The bad news is that my last couple days have not been very good for my running. After Tuesday's issue with not completing the scheduled run, I had decided to simply swap out Tuesday and Wednesday, leaving me with a six-miler scheduled for that morning. However, after a late night of rehearsal, that morning saw no running.
So, I decided to swap out again. This time, I would switch that six-miler to Thursday and take my rest a day early. I did not get home from rehearsal until after midnight on Wednesday. Thursday morning came, and still no running.
Here was a point where I had to accept the fact that I wasn't going to make up my hours for this week, and I simply had to be okay with this.
In truth, it came about mostly because I did not have enough motivation to actually get myself out of bed. In all cases, I was awake early enough to get up and complete my runs in plenty of time. However, I simply lacked the conviction that I needed, due to a lack of sleep and a number of other small issues that have been nagging at me. The rest was not even as useful as it could have been. If I had planned the night before to take a rest the next morning, then I could have set my alarm for later and actually rested, but since I never planned the rest, all I earned was an extra hour of light sleep.

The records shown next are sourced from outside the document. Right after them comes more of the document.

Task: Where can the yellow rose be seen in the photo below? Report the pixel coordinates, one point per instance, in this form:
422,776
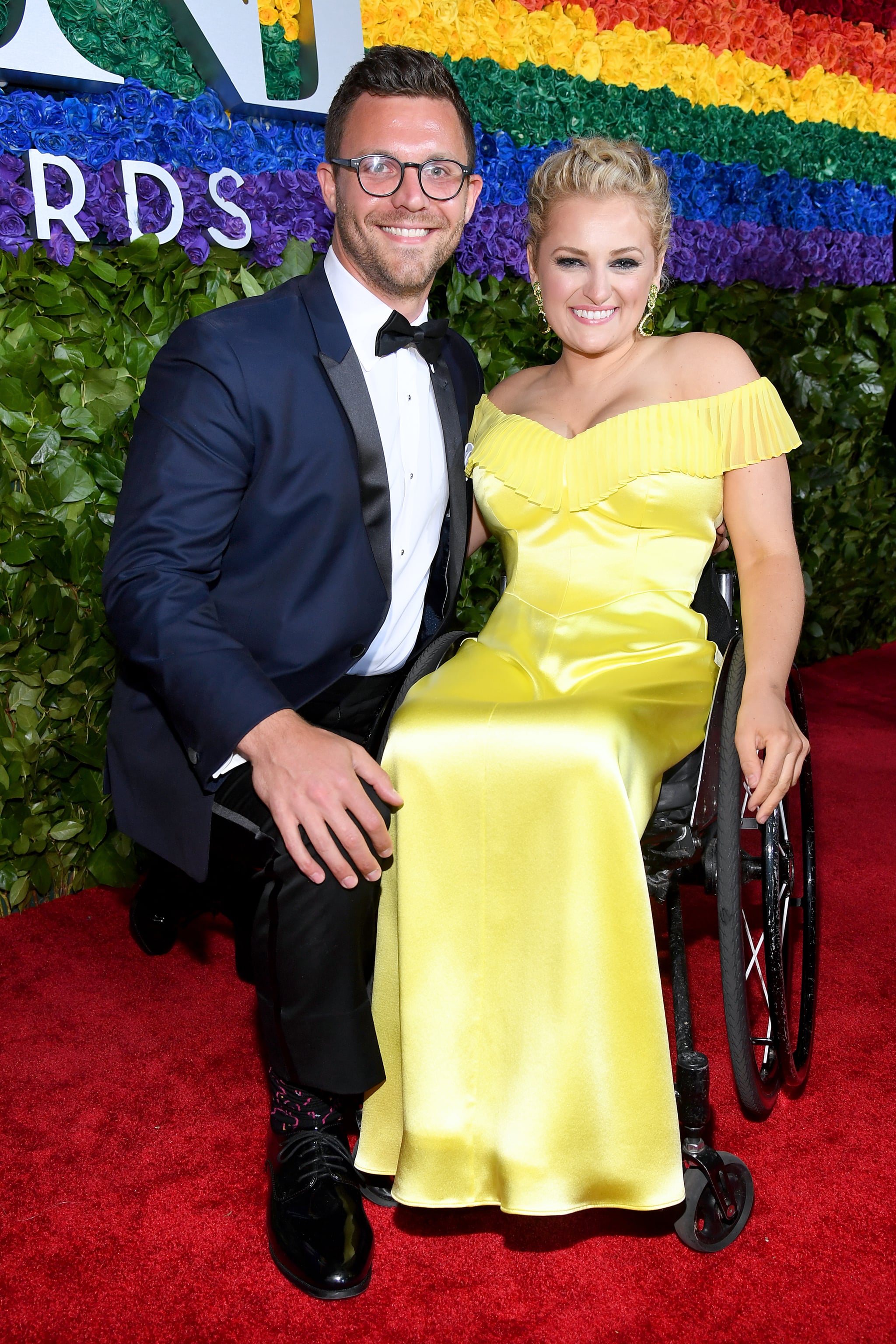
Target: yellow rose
589,60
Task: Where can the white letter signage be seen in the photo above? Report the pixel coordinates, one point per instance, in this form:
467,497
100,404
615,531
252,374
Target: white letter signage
230,209
43,213
37,53
131,168
222,37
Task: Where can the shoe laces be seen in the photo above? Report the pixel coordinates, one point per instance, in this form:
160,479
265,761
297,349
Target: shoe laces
315,1155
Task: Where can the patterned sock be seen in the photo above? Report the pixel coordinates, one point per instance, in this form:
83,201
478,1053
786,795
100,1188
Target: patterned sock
298,1108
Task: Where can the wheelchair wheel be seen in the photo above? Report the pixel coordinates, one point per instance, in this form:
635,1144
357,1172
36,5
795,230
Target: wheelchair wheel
702,1226
767,920
792,916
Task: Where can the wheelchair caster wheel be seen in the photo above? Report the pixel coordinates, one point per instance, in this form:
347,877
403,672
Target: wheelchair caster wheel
702,1226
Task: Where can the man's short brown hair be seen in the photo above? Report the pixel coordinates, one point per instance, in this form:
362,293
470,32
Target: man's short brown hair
390,72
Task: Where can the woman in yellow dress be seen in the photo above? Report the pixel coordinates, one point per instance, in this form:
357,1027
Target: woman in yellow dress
516,995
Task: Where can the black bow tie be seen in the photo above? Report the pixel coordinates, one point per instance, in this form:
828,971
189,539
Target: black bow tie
398,332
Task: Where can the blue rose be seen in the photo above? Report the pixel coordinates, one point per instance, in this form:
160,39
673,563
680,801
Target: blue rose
56,143
209,111
163,107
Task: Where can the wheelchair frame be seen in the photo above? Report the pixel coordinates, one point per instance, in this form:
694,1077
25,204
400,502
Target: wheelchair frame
695,834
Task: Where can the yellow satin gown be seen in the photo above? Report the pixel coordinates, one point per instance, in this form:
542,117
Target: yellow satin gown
516,994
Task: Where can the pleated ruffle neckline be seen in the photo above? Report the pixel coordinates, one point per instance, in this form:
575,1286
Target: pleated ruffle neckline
703,437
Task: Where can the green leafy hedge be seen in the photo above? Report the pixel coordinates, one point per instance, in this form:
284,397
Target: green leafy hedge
74,351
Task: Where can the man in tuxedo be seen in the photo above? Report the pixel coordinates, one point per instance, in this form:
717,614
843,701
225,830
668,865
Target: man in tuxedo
290,534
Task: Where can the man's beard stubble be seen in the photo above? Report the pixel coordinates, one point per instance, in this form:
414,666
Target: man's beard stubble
420,269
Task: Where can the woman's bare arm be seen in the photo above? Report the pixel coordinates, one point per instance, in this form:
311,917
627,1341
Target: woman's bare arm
771,602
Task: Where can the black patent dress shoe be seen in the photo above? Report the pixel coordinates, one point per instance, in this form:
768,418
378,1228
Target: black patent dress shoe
377,1189
154,921
318,1230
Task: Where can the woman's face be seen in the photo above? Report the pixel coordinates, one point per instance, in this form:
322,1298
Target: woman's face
595,265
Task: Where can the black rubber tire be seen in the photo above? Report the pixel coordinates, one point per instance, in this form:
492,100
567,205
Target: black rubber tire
757,1090
700,1226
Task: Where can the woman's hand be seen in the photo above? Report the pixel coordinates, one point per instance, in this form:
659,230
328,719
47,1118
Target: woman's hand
765,724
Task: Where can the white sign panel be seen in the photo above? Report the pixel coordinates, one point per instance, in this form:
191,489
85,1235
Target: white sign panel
224,38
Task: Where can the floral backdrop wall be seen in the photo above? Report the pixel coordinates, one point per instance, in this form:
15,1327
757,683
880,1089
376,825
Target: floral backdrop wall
776,124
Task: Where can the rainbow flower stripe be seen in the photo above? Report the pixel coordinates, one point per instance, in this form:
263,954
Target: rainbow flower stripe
776,128
570,39
763,32
773,178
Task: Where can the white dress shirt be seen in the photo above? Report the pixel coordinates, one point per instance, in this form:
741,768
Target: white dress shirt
410,429
412,434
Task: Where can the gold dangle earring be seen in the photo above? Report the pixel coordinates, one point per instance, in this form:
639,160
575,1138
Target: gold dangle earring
536,291
647,326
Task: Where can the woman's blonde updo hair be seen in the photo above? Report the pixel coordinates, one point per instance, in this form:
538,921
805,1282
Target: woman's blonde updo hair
597,167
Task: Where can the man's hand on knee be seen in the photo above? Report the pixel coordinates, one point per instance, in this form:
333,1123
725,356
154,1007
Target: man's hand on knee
312,779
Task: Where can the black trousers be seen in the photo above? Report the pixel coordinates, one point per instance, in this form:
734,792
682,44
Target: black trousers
312,947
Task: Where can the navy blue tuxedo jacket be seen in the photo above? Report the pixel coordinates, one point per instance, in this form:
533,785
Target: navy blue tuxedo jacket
250,561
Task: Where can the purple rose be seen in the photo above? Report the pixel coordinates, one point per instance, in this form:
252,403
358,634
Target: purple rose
60,246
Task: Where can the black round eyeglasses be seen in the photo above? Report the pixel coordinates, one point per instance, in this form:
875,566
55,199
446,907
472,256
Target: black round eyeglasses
381,175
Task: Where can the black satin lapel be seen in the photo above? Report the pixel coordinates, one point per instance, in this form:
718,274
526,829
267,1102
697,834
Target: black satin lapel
350,386
446,404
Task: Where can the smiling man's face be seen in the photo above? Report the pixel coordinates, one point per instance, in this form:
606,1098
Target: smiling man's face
397,244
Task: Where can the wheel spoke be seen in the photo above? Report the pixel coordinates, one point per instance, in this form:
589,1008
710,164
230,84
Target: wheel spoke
754,962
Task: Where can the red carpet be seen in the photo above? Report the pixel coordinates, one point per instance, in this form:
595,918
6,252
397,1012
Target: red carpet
132,1187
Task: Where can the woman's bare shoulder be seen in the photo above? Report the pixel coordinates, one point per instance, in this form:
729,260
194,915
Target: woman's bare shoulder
511,392
707,365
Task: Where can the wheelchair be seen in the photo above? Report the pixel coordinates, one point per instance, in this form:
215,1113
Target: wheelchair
763,878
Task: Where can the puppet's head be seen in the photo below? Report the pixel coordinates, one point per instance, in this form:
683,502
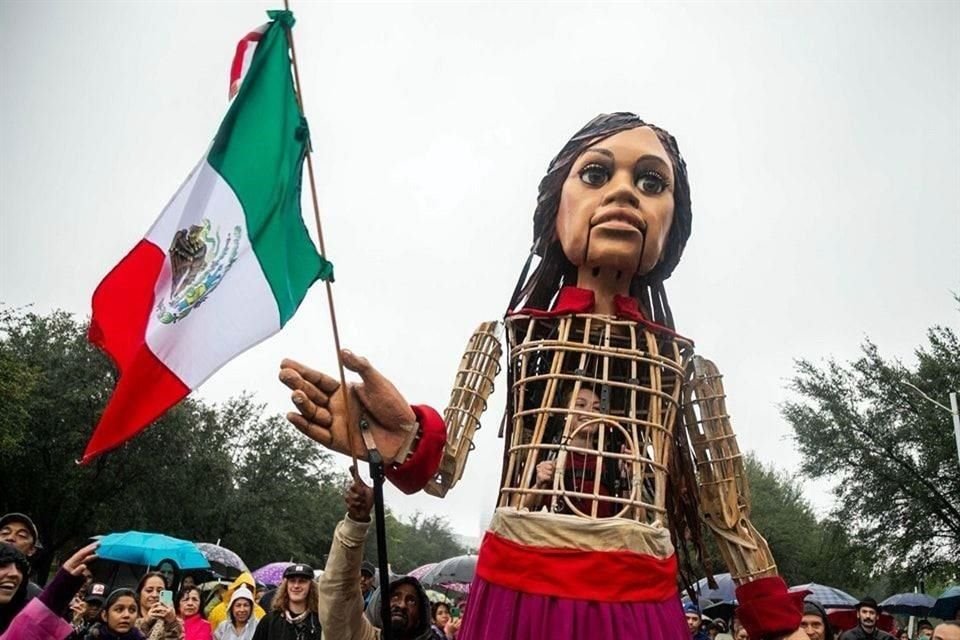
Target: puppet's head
558,264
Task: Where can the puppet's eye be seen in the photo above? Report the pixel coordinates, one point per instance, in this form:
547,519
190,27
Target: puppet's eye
651,182
594,175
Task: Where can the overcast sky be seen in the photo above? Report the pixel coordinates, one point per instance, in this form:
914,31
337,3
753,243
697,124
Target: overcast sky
822,139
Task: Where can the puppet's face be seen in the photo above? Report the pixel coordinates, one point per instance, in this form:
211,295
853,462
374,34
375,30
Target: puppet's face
616,206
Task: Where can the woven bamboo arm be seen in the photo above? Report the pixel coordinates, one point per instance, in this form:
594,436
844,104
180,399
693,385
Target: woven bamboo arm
479,366
724,491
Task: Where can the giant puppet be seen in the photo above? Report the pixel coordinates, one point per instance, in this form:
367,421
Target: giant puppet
618,444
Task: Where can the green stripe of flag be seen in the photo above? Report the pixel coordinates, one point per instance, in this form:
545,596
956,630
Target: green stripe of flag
259,151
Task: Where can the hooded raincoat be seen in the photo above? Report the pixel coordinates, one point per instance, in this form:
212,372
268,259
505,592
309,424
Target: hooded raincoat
225,630
219,612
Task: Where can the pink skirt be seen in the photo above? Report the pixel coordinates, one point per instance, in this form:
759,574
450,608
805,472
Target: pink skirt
498,613
544,576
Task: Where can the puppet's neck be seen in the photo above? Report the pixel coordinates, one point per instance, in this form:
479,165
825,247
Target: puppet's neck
605,284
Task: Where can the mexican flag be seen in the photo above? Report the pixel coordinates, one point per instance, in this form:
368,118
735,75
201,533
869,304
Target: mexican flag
227,263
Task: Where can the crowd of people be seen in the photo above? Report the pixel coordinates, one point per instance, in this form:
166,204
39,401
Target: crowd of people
343,603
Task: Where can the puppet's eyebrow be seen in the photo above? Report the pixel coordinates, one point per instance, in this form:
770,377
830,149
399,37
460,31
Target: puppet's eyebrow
601,151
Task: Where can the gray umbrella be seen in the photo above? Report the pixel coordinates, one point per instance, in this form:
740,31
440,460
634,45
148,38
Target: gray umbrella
457,569
222,560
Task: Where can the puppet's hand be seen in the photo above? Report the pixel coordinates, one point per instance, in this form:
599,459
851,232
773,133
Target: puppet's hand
323,410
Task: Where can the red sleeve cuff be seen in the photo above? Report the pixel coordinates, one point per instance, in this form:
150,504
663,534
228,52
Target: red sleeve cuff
413,475
767,609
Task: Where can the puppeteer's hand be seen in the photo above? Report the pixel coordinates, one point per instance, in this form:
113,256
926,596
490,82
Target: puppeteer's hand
545,471
323,414
359,499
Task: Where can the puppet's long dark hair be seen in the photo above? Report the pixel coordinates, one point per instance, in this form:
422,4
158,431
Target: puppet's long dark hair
554,271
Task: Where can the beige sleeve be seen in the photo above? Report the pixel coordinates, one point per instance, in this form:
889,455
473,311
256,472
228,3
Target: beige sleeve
724,490
341,603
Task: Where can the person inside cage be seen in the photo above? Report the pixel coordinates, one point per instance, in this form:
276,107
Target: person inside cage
612,219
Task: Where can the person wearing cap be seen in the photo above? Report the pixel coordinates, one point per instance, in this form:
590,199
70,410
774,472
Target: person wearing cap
42,616
694,621
722,632
86,607
294,611
20,531
367,587
815,622
341,602
867,615
240,624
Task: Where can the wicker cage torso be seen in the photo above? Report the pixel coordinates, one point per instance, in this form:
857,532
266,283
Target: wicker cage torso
599,396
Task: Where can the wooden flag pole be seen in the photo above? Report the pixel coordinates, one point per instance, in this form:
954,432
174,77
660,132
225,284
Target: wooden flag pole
323,249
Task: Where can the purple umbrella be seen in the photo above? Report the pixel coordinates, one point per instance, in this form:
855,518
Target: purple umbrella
271,574
419,572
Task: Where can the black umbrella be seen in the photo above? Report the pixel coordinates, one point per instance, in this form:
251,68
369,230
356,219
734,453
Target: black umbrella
908,604
947,606
456,569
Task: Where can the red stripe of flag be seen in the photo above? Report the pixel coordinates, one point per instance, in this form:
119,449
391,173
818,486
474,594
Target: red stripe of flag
122,305
236,68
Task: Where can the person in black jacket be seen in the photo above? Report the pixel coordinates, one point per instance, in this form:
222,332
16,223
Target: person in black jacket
867,615
293,614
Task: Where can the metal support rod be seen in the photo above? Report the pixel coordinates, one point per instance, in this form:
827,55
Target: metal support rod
377,474
323,251
956,420
376,471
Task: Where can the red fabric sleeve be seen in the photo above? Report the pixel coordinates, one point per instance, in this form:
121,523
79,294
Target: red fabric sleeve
413,475
767,609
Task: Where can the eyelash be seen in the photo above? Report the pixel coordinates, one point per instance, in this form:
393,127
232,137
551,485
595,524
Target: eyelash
593,166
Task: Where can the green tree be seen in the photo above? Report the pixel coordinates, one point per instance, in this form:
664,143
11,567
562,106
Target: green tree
207,473
806,549
415,542
892,452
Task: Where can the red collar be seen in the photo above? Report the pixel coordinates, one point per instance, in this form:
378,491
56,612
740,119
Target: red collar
572,300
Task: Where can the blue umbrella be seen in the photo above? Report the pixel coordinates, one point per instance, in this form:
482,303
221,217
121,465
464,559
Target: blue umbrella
908,604
947,604
829,597
150,549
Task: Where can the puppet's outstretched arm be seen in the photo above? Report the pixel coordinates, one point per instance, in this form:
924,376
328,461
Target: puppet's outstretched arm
724,491
468,400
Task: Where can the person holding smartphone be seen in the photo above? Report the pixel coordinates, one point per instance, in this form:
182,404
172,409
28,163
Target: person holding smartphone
158,619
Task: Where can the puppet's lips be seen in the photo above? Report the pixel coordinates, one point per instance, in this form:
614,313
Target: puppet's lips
619,218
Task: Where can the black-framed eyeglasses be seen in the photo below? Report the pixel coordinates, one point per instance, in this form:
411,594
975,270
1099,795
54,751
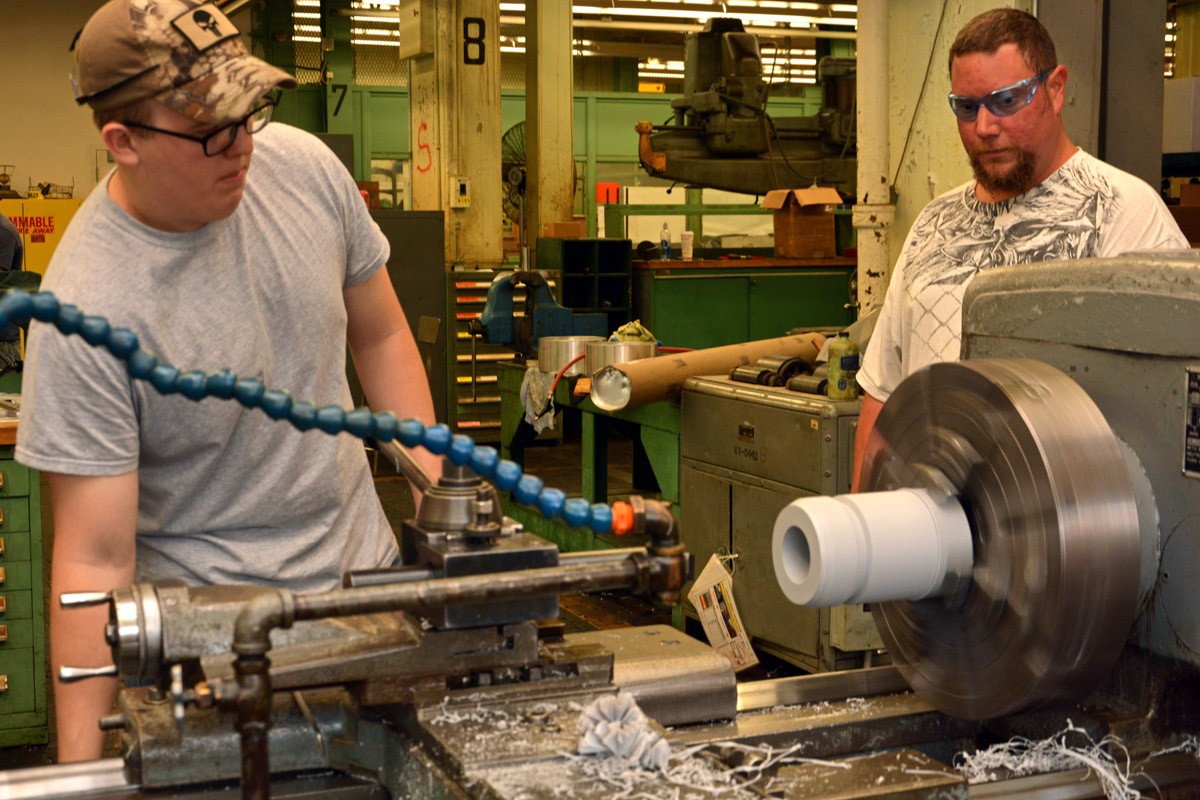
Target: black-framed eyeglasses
1001,102
222,138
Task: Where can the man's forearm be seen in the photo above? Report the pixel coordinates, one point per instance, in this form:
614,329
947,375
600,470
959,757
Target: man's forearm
77,639
864,441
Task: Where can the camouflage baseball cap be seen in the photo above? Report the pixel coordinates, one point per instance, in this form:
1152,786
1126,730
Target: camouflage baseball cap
184,53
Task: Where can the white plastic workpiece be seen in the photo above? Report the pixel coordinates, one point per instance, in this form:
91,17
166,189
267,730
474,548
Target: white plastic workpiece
875,547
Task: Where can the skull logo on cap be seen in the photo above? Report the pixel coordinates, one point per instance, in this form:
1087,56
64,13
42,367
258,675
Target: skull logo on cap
208,23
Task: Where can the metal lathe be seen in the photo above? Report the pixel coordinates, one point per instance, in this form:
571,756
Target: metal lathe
1029,546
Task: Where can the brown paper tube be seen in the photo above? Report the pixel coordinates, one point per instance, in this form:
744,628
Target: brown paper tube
647,380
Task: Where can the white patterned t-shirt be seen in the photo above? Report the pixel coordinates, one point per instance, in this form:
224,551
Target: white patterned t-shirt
1086,209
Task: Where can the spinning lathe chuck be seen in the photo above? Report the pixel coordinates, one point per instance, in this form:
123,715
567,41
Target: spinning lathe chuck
997,541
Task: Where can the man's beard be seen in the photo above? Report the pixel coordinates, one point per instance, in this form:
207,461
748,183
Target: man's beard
1018,180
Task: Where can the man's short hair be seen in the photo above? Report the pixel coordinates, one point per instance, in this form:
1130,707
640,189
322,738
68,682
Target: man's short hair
993,29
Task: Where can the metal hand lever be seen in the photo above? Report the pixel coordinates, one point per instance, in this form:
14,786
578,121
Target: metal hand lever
407,465
71,674
83,599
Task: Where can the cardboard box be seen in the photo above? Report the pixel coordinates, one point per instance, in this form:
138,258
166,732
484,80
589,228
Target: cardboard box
804,226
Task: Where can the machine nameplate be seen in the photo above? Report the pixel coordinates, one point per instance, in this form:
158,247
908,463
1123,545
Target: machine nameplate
1192,425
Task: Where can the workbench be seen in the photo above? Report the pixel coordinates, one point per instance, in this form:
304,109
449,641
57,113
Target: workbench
655,451
712,302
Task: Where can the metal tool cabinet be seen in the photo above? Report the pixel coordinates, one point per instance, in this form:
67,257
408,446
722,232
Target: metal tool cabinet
747,452
22,606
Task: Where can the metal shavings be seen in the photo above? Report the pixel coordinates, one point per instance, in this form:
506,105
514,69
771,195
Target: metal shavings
613,723
1191,746
1019,757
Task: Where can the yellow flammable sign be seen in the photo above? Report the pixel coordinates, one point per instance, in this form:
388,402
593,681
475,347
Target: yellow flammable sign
41,224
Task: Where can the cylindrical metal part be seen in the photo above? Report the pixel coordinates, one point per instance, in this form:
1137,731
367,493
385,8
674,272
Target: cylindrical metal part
858,548
1054,581
603,354
747,374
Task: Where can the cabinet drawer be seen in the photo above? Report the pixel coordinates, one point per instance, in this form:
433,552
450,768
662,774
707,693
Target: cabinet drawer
15,575
13,546
17,681
16,635
13,513
16,605
13,480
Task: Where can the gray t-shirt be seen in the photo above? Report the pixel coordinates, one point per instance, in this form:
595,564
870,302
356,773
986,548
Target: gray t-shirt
1085,209
226,494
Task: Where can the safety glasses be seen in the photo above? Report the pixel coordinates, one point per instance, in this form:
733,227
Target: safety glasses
1001,102
222,138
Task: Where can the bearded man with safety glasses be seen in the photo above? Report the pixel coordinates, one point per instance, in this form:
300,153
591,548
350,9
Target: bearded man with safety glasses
1035,197
222,242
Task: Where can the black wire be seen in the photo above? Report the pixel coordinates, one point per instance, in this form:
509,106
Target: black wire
929,66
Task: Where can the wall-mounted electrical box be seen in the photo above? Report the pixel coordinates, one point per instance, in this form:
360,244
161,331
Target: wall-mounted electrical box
460,193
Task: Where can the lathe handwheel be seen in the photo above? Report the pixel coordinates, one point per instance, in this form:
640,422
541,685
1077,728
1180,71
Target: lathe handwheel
1054,587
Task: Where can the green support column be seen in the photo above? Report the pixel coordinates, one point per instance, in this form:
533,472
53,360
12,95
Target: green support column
340,113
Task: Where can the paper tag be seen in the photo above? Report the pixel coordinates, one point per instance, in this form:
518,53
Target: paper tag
712,596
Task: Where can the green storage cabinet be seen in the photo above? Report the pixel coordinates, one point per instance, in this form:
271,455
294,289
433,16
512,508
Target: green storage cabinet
714,302
22,606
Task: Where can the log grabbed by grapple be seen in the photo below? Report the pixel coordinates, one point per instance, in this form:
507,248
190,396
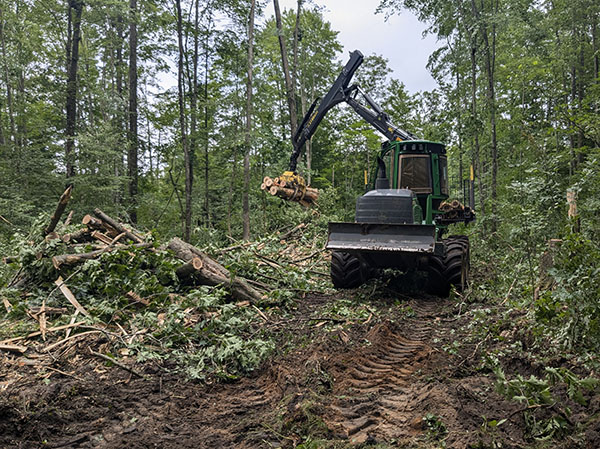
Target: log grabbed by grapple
291,187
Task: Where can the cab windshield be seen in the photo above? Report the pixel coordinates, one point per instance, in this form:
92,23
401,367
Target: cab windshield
415,173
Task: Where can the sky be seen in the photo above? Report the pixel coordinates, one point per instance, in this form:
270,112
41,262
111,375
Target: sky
398,39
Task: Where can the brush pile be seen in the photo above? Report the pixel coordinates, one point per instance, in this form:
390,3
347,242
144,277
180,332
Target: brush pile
101,234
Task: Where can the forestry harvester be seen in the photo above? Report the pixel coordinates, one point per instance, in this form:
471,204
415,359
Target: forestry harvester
401,220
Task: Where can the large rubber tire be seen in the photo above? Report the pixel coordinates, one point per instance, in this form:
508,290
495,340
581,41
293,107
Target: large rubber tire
452,269
347,271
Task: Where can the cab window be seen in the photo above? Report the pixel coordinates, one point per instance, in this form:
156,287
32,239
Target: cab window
415,173
444,175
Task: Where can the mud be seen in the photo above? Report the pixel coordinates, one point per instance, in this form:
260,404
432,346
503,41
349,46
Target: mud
384,380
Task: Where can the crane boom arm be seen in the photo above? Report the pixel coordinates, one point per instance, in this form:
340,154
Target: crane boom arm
339,92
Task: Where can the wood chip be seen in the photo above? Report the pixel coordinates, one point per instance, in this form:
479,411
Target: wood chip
13,348
69,295
37,333
7,304
64,340
137,298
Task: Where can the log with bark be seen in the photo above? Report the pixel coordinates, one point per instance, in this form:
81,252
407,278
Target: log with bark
73,259
209,272
280,188
81,236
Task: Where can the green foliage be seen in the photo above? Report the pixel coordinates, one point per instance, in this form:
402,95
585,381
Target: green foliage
572,310
537,394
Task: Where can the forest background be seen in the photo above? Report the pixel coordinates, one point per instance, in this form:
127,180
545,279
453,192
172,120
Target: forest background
518,94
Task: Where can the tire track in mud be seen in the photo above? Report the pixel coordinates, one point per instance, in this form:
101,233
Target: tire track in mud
375,398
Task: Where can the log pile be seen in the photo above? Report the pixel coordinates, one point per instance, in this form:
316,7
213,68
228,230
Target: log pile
290,191
101,234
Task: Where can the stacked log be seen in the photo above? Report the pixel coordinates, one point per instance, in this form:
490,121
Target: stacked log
101,234
454,209
289,191
201,269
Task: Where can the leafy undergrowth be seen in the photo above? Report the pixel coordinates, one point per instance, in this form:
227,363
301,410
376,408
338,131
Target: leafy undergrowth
200,331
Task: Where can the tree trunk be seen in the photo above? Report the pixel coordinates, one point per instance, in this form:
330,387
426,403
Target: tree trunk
248,136
289,87
5,72
132,156
75,6
206,159
489,59
189,174
193,95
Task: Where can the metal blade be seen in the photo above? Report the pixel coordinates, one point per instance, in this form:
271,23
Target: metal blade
381,237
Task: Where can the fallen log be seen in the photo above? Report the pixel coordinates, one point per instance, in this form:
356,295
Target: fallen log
102,237
212,273
278,187
67,221
309,195
137,298
60,208
10,259
131,235
83,235
72,259
187,273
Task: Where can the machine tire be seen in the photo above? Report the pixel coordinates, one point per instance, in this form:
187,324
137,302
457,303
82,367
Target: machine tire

But here's the good news: I got back out there today. I always hit these slumps any time I get back into a training program, and usually I'll spiral out of my routine quickly. Not this time. I got up before dawn this morning and was hitting the pavement for my scheduled six miles. I'll have to let my missed six go for this week, and hope that I don't have too many more weeks where I'm up past midnight three nights in a row.
One factor in getting re-motivated today was the fact that my mother is in town. She's here to see my show, which opened last night, and so she's sleeping in our living room.
When I heard my alarm this morning, some part of my brain told me that if Mom didn't hear me walk through the living room on my way to run, she would be disappointed in me. She wouldn't have said anything of the sort, of course. She would have told me to take rest when I need it, and she's probably right, but I still felt motivated to let her know that I could still get out there in the mornings.
See, my mother is really the person who got me started in running to begin with. When I ran my first 5K race back in 6th grade, the junior high cross country coach (also the family orthodontist) approached my mother and let her know that he saw some talent in me. Without this conversation, I probably would never have thought about running competitively, and would have never discovered that I had athletic talent at all. Every step I've taken in running shoes since then was because my mom said I could.
And every marathon from here on follows from that.